U.S. Stock futures barely moved Thursday night after President Donald Trump confirmed Israel and Lebanon had agreed to a 10-day ceasefire beginning at 5 p.m. ET, with S&P 500 and Nasdaq 100 futures flat and Dow futures up 0.13%.
The truce announcement came after a day in which all three major U.S. Indexes posted gains, with the S&P 500 and Nasdaq hitting new intraday and closing highs. The Dow rose 115 points, or 0.24%, even as the S&P 500 added 0.26% and the Nasdaq climbed 0.36%, extending weekly advances to 1.4%, 3.3%, and 5.2% respectively.
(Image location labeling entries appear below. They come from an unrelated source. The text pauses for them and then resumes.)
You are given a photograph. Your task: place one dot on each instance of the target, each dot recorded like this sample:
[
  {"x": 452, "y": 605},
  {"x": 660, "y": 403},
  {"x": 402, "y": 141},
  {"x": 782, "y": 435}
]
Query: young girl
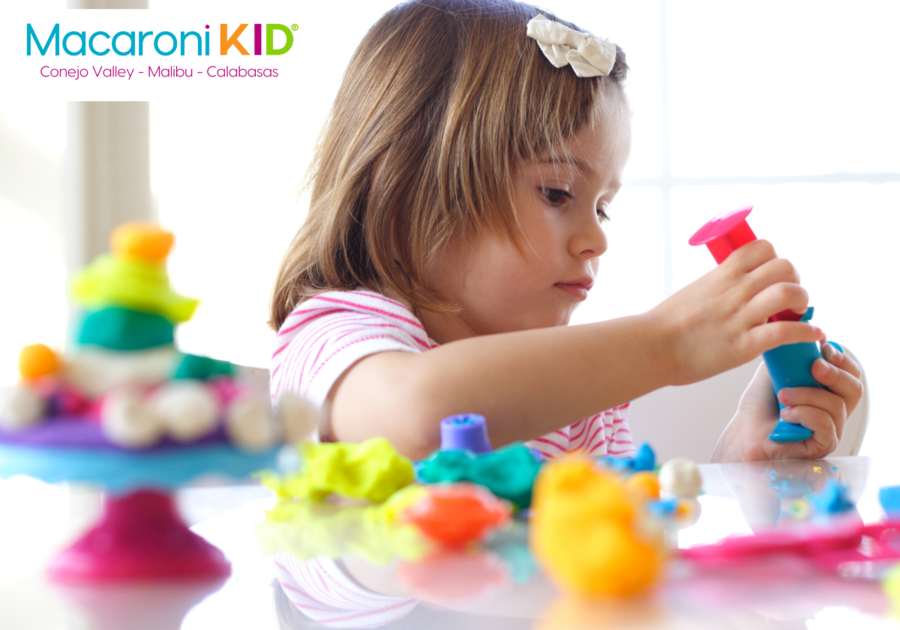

Oil prices reflected the mixed signals, with WTI crude futures falling 1.45% to $93.32 per barrel and Brent down 1.11% to $98.36, as traders weighed hopes of reduced Middle East supply disruptions against persistent tightness in global flows. InvestingLive noted WTI later rose $2.15 to $93.44 after intraday volatility, highlighting how Trump’s comments initially pushed oil above $97 before gains were halved.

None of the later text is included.